More Global Warming Worries

Reducing global carbon dioxide emissions will be an even more daunting challenge than we have been led to believe, according to a sobering commentary in the April 3 issue of Nature magazine.

The piece, titled “Dangerous Assumptions,” confirms the thesis of an article in the first issue of Miller-McCune magazine: That the difficulty of getting a handle on climate change has been widely underestimated.

Lead author of the commentary is Roger Pielke Jr., a professor of environmental studies at the University of Colorado. He and his colleagues argue that positive assumptions built into the most recent estimates by the Nobel-winning Intergovernmental Panel on Climate Change – that new technologies will result in dramatic reductions in the growth of future emissions – are overly optimistic.

“According to the IPCC report, the majority of the emission reductions required to stabilize CO2 concentrations are assumed to occur automatically (as technology improves and industry moves to using more efficient energy sources),” Pielke said. “Not only is this reduction unlikely to happen under our current policies, we are moving in the opposite direction right now.

“We believe these kind of assumptions in the analysis blind us to reality and could potentially distort our ability to develop effective policies.”

Defenders of the IPCC’s assumptions argue they are in line with historical averages. Energy efficiency has improved by more than 1 percent per year during the first three decades, which makes the IPCC estimate of 0.6 percent increases per year seem quite achievable.

On the other hand, energy efficiency has actually decreased during this decade, thanks in large part by the increased use of cheap, “dirty” energy sources such as coal in China.

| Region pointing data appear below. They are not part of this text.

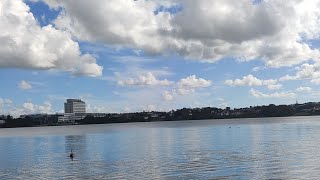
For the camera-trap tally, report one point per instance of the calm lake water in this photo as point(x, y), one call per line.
point(285, 148)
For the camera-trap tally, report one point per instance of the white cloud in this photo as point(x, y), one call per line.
point(186, 86)
point(305, 71)
point(192, 82)
point(303, 89)
point(24, 44)
point(259, 94)
point(146, 79)
point(24, 85)
point(251, 80)
point(274, 86)
point(7, 106)
point(273, 31)
point(167, 96)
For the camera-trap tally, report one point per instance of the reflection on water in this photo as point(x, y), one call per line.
point(285, 148)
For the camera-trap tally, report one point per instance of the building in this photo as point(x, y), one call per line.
point(66, 118)
point(74, 106)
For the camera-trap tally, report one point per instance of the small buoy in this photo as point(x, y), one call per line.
point(71, 154)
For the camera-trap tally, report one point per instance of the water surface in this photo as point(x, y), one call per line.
point(281, 148)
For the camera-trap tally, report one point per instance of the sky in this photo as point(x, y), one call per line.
point(152, 55)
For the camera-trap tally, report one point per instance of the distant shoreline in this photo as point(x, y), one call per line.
point(185, 114)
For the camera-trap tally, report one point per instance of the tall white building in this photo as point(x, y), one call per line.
point(74, 106)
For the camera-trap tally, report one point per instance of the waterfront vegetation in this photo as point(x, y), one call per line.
point(306, 109)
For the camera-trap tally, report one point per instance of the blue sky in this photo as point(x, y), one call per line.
point(126, 56)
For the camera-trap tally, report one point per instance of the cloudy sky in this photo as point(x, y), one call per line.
point(135, 55)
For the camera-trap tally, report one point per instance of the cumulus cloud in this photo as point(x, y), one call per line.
point(251, 80)
point(193, 82)
point(303, 89)
point(305, 71)
point(24, 44)
point(145, 79)
point(259, 94)
point(273, 31)
point(24, 85)
point(7, 106)
point(167, 96)
point(186, 86)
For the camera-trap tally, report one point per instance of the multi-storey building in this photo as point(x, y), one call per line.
point(74, 106)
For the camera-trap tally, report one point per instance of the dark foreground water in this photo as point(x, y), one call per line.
point(285, 148)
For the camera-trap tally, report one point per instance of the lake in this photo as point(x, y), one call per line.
point(262, 148)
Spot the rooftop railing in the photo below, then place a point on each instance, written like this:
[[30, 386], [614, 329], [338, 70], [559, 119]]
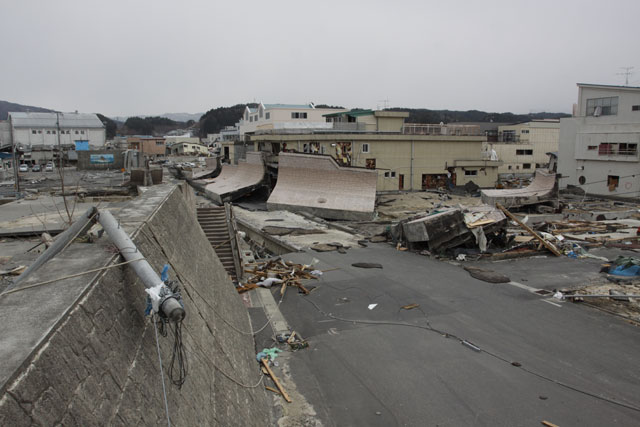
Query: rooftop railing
[[438, 129]]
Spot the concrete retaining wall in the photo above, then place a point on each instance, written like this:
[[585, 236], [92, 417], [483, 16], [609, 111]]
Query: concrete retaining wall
[[81, 352]]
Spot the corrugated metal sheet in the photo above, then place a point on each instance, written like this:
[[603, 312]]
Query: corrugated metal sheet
[[49, 120], [292, 106]]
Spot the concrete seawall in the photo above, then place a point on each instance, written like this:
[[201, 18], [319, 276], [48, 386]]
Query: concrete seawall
[[81, 352]]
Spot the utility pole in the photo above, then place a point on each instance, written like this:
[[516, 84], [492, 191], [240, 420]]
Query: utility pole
[[626, 73], [16, 177]]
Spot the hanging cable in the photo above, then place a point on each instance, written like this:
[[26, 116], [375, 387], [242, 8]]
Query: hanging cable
[[178, 374], [164, 390]]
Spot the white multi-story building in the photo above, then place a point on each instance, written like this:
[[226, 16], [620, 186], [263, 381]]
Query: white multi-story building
[[599, 145], [31, 130], [284, 116], [523, 147]]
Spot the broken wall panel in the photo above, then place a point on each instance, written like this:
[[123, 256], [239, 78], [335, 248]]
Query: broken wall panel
[[235, 181], [318, 185], [437, 229], [543, 188]]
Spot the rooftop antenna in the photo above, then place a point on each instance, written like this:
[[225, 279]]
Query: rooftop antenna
[[385, 103], [626, 73]]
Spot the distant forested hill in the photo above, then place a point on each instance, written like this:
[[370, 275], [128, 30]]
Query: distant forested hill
[[152, 125], [216, 119]]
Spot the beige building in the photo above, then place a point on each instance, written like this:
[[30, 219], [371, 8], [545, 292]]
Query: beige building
[[406, 156], [523, 147], [147, 145], [283, 116]]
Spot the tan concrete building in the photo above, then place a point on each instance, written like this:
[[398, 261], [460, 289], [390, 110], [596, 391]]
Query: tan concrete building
[[147, 145], [406, 156], [283, 116], [523, 147]]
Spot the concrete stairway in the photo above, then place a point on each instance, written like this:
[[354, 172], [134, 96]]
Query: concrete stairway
[[214, 223]]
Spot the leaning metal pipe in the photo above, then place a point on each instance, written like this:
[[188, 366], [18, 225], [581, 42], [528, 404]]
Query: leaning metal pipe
[[168, 305], [80, 226]]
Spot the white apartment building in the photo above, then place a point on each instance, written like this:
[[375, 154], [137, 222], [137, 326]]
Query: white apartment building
[[523, 147], [31, 130], [284, 116], [599, 145]]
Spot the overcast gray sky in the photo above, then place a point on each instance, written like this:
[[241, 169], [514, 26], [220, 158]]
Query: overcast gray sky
[[151, 57]]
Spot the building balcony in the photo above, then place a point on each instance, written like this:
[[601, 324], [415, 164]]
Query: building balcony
[[441, 129]]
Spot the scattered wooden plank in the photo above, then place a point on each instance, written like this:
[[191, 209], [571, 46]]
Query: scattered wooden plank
[[265, 363], [272, 390], [526, 227]]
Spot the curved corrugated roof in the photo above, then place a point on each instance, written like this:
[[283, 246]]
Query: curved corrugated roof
[[67, 120], [296, 106]]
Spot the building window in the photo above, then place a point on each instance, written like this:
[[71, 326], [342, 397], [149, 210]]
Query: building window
[[625, 149], [620, 149], [602, 106]]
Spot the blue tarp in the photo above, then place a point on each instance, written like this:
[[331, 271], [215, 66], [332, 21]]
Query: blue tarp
[[82, 145]]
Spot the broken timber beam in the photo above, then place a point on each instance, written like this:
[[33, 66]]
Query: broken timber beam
[[533, 233], [265, 363]]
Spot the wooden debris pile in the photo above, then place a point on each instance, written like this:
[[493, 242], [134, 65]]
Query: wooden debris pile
[[285, 273], [576, 226]]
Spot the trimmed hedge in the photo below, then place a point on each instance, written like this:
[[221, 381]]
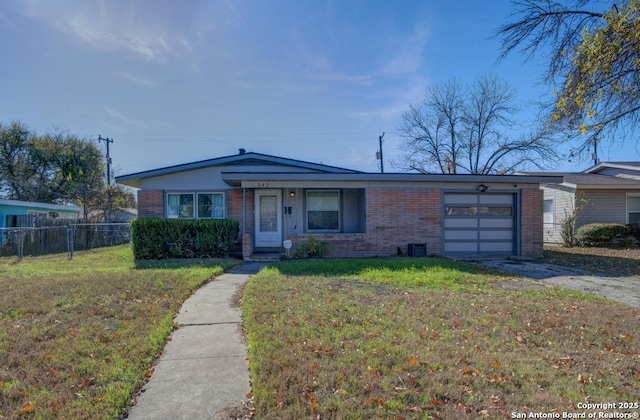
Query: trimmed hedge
[[156, 238], [601, 234]]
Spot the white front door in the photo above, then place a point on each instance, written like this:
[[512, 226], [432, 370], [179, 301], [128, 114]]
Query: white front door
[[268, 227]]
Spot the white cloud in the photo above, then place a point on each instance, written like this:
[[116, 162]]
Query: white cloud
[[137, 80], [121, 116], [113, 26]]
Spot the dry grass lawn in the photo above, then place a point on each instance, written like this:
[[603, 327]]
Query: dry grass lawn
[[78, 337], [617, 261], [430, 338]]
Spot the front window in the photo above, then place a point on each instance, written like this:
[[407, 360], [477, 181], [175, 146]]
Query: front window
[[633, 209], [180, 206], [183, 205], [210, 206], [323, 211], [548, 211]]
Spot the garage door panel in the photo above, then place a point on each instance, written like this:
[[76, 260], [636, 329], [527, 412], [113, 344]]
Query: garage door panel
[[496, 223], [488, 235], [488, 228], [497, 199], [460, 199], [460, 247], [460, 223], [502, 247]]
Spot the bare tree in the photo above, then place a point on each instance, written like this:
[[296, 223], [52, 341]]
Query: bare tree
[[593, 50], [458, 129]]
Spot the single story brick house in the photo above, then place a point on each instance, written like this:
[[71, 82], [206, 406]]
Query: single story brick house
[[608, 192], [276, 199]]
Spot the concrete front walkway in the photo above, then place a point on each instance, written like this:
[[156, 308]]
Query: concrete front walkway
[[622, 289], [203, 370]]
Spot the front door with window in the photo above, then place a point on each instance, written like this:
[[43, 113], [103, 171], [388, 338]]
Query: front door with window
[[268, 212]]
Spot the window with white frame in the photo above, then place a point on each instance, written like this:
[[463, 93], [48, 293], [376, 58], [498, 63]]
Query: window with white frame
[[548, 211], [323, 210], [210, 206], [195, 205], [633, 208]]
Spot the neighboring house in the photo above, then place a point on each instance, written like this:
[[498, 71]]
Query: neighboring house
[[608, 192], [357, 213], [117, 216], [15, 213]]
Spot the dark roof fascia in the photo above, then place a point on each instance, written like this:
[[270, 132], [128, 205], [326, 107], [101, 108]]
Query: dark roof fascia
[[634, 166], [225, 160], [596, 181], [235, 179], [38, 205]]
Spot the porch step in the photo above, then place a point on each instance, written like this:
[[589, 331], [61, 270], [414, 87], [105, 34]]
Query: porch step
[[265, 257]]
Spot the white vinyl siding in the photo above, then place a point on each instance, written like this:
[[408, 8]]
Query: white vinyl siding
[[633, 208]]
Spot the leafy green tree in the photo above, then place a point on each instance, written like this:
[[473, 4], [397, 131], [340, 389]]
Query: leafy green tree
[[593, 52], [56, 167], [16, 171]]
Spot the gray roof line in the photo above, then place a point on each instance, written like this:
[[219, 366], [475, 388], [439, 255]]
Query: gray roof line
[[235, 177], [231, 159]]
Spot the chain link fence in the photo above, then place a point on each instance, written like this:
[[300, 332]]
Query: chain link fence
[[45, 240]]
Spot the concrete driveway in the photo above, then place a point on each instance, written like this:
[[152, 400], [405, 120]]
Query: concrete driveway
[[622, 289]]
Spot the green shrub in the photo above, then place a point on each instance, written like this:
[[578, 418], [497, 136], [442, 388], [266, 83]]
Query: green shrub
[[312, 248], [155, 238], [634, 230], [601, 234]]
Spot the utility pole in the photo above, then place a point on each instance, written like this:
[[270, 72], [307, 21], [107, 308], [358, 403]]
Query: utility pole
[[380, 153], [107, 141]]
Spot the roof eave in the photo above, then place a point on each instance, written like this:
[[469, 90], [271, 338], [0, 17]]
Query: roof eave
[[235, 179]]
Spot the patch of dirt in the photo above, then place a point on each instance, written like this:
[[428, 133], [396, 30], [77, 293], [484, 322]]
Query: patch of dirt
[[629, 253], [611, 261], [242, 411]]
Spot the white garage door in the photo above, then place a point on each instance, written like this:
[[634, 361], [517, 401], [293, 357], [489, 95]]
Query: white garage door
[[479, 224]]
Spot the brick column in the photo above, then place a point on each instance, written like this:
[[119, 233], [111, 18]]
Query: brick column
[[531, 228], [150, 203], [247, 246]]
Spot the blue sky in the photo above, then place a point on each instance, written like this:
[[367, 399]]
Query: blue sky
[[178, 81]]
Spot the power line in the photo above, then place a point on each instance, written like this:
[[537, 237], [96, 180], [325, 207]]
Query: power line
[[107, 141]]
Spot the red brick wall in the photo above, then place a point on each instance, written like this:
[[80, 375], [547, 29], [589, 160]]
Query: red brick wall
[[150, 203], [395, 217], [531, 232]]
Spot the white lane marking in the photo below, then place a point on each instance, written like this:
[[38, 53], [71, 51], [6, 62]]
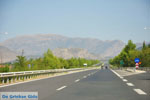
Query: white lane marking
[[130, 84], [139, 91], [84, 76], [125, 80], [61, 88], [77, 80]]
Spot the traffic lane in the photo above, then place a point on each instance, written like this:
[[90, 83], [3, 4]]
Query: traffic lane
[[103, 85], [141, 81], [48, 85]]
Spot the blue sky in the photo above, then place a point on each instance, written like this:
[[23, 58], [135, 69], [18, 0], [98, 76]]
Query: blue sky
[[102, 19]]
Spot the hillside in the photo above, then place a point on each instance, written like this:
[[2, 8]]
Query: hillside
[[35, 45]]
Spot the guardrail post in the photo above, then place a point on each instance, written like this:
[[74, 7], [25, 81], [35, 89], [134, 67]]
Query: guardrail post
[[24, 77], [7, 80], [15, 79]]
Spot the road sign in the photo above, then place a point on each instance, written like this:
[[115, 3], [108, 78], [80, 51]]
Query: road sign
[[137, 60]]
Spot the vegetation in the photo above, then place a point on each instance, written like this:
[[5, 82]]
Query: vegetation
[[129, 53], [48, 61]]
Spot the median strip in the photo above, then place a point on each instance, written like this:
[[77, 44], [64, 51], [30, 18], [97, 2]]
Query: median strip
[[61, 88], [125, 80], [77, 80], [130, 84]]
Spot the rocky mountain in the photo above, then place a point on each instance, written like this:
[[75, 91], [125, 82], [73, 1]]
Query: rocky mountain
[[35, 45], [6, 55]]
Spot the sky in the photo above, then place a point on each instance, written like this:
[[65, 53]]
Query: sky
[[102, 19]]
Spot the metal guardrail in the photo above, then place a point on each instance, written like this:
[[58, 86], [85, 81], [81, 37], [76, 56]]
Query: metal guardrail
[[10, 77]]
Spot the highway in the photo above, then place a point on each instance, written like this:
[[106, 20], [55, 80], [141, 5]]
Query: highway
[[97, 84]]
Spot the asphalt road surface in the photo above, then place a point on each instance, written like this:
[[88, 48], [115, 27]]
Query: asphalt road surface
[[88, 85]]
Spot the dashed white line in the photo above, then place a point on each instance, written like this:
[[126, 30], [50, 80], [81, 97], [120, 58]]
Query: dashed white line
[[77, 80], [61, 88], [125, 80], [84, 76], [139, 91], [130, 84]]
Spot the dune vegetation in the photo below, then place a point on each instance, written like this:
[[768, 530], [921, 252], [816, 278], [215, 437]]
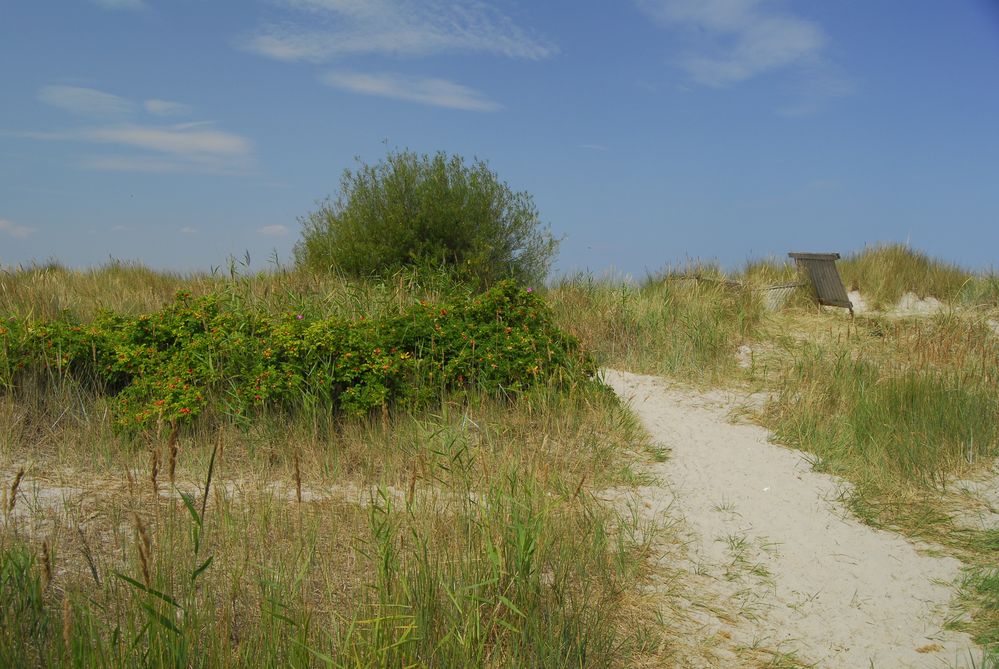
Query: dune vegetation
[[301, 468]]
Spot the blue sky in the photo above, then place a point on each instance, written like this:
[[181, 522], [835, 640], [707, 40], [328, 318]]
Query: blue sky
[[179, 132]]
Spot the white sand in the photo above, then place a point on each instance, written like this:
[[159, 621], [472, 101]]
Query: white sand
[[807, 577]]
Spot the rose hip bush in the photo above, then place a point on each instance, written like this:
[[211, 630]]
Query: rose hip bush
[[210, 355]]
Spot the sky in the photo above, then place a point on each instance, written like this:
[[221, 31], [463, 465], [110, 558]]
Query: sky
[[180, 133]]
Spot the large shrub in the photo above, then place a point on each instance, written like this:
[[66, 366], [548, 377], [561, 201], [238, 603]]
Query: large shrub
[[427, 211]]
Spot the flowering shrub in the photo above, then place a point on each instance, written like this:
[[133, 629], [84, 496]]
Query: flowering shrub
[[205, 354]]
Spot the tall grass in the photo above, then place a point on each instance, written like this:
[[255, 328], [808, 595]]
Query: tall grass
[[903, 408], [677, 326], [884, 273], [465, 535], [895, 403]]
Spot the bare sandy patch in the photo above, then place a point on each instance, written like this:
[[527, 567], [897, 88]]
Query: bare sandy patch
[[802, 574]]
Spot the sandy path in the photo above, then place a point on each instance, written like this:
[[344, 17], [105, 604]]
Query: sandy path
[[807, 577]]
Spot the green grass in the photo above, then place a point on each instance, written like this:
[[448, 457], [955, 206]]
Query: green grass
[[901, 408], [884, 273], [670, 325], [465, 533]]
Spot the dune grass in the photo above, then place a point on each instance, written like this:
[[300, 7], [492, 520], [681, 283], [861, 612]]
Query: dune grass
[[672, 325], [466, 533], [884, 273], [903, 409], [463, 533]]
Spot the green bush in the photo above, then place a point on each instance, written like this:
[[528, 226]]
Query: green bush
[[207, 355], [412, 210]]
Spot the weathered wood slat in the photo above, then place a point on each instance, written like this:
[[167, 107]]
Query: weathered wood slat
[[821, 269]]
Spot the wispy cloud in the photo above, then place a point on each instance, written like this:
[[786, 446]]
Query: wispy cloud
[[422, 90], [736, 40], [274, 230], [120, 4], [166, 108], [88, 101], [13, 230], [183, 147], [328, 29], [177, 148]]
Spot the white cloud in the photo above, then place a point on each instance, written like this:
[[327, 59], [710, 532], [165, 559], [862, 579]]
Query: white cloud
[[166, 108], [120, 4], [15, 231], [427, 91], [187, 147], [735, 40], [88, 101], [330, 29], [174, 140], [274, 230]]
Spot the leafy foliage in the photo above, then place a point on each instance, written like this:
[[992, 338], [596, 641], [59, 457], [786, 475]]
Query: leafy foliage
[[202, 355], [412, 210]]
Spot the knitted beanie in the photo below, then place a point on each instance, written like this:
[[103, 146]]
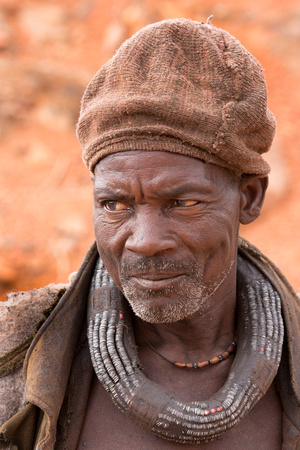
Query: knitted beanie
[[183, 87]]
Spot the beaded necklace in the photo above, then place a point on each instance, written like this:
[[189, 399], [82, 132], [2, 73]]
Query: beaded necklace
[[198, 364], [154, 409]]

Optimists call that a temporary shift, and insist developing nations will ultimately segue into using cleaner, more efficient energy sources.

Perhaps, Pielke and his colleagues answer, but the IPCC is playing “a risky game” in assuming this will happen rather than actively promoting it.

“There is no question whether technological innovation is needed – it is,” they write. “The question is, to what degree should policy focus explicitly on motivating such innovation?”